Since MrBayes is calculating ASDSF from trees that are not all logged I don't think there is a way to calculate ASDSF that is equivalent. So how to we proceed? I can think of a few options (in ascending order of effort required):
load.trees
function. These log files include the MrBayes calculation of ASDSF (the last column of any .mcmc file_ that uses unlogged trees.Hey @geneva,
I'm a bit confused here. A priori I wouldn't expect sliding window plots of ASDSF to look like the MrBayes plots. From memory, MrBayes calculates ASDSF from the last 75% of trees in the chain (roughly assuming that the first 25% is always burnin). So, we'd expect to see something similar in a cumulative ASDSF plot (after removing burnin), but not identical.
More broadly, I kind of agree that sliding window ASDSF is not very meaningful. I think your understanding of the problem looks right, and for that reason I'd vote to ditch the sliding window ASDSF plots.
I had always thought MrBayes was calculating ASDSF in a sliding windows and without discarding any trees as burnin. The fact that MB is using cumulative frequencies with some fixed percent of generations discarded as burnin explains the wide discrepancy between the sliding widow plots and MB output.
I am in agreement, lets discard the sliding window ASDSF plots. I will convert makeplot.asdsf to cumulative plot and we can see if that adds information/clarity relative to the already implemented variance plots.

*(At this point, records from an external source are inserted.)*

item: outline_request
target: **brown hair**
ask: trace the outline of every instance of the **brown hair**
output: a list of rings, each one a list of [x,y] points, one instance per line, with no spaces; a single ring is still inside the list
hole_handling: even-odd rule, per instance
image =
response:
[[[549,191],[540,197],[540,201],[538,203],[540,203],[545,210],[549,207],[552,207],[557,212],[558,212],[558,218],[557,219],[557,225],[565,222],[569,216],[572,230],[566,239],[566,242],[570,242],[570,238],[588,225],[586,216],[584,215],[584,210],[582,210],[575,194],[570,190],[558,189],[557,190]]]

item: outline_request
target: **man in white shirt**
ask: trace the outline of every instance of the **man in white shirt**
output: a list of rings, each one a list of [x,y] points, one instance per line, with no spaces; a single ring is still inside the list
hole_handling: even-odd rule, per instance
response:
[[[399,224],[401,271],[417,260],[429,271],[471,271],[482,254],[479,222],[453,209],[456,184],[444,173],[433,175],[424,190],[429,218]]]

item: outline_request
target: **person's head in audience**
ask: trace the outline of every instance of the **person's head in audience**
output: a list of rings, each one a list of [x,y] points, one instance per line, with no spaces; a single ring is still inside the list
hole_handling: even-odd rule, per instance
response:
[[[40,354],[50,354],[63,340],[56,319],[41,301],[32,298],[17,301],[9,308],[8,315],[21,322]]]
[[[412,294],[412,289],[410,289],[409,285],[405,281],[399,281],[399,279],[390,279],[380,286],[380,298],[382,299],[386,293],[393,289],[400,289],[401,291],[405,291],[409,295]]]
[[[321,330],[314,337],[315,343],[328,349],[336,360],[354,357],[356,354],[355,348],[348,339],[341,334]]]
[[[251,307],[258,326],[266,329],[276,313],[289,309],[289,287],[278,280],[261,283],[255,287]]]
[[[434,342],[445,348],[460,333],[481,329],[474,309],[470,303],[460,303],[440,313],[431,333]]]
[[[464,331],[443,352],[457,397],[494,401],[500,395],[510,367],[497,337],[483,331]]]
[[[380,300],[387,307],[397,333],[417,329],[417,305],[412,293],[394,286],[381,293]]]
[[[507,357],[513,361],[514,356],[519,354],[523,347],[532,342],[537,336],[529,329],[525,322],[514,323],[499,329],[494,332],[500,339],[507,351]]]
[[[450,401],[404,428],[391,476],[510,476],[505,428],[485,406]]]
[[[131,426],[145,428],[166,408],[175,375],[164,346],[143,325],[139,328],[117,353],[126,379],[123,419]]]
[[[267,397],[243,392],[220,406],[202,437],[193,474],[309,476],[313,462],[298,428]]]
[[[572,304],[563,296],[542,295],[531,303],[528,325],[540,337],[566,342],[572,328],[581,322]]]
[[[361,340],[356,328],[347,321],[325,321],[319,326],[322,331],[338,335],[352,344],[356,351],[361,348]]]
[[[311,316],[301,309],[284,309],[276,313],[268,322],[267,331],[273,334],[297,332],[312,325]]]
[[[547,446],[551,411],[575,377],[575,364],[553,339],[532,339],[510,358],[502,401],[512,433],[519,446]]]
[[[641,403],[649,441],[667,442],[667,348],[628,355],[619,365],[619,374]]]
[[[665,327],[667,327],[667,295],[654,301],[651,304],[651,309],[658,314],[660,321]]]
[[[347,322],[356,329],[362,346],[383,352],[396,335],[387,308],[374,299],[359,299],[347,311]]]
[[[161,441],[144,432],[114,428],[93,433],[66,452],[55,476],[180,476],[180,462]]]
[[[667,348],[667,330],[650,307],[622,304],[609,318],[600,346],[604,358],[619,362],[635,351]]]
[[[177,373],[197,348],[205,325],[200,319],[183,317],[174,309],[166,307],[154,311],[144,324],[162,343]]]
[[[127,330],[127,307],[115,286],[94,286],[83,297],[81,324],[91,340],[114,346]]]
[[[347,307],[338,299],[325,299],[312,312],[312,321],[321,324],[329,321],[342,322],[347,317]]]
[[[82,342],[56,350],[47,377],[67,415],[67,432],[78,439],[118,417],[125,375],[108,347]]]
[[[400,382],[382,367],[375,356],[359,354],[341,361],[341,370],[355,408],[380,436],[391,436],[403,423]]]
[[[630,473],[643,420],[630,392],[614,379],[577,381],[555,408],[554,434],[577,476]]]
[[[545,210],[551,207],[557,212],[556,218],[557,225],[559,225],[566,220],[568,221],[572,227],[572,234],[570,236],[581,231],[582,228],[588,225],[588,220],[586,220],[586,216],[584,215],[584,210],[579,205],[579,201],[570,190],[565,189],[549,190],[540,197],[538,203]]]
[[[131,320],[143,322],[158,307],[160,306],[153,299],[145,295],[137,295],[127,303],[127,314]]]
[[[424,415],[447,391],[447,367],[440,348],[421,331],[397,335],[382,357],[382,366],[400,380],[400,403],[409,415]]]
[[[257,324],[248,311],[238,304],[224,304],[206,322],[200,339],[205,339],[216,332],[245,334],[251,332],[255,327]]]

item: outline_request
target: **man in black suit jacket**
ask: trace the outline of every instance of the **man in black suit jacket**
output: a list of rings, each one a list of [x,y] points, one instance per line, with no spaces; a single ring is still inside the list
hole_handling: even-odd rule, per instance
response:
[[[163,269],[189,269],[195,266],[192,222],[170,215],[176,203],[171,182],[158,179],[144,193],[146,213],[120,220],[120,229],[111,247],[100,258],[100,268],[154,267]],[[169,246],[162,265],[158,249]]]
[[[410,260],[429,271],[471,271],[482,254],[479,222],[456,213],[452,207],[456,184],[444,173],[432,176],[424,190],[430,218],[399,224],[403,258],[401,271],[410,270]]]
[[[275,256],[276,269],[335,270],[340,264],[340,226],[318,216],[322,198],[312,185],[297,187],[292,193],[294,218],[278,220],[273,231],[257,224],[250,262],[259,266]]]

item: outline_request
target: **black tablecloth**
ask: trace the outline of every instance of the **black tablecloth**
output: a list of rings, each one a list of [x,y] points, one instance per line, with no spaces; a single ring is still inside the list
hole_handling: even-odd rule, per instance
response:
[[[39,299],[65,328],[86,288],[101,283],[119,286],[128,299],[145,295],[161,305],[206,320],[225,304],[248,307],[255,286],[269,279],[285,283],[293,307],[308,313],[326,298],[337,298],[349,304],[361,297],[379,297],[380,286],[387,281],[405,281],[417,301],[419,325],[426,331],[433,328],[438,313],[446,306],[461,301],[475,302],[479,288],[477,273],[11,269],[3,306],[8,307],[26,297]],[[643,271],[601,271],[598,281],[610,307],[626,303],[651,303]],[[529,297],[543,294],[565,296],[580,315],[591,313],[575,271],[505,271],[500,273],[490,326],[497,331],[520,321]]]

I (sadly, literally) woke up in the night last night and realised that there is a big difference between the plots I implemented, and the ASDSF plots. The plots I implemented are about a single chain. ASDSF are comparisons of >1 chain. So, for that reason we should keep both. However, if it's clearer we could always make the plots I made into line plots of e.g. the median or mean variance at each point.
I assume (though I haven't checked) that one can do the calculations for ASDSF across any number of chains. Is that what you've got working @geneva?
Another option might be to have a second compare.n plot with pairwise ASDSF plots, this might be useful for spotting cases where a single chain explores different bits of treespace from the rest.
Aha! That makes perfect sense then. Rob, I actually prefer the way you're making the variance plots. If it's not too much trouble, I think it would actually be nicer to do the ASDSF multi-chain plots the same way.
@roblanf sorry, I missed your comment yesterday. To answer your question, yes, the sliding window function makeplot.asdsf
on the develop branch that I used to generate the sliding ASDSF examples above calculates ASDSF on any number of chains (with a minimum of two). I am still futzing with turning that into a cumulative plot, the hold-up is avoiding the need to repeatedly calculate split frequencies, which slows everything way down – maybe when split frequencies are calculated using faster code this will no longer be an issue.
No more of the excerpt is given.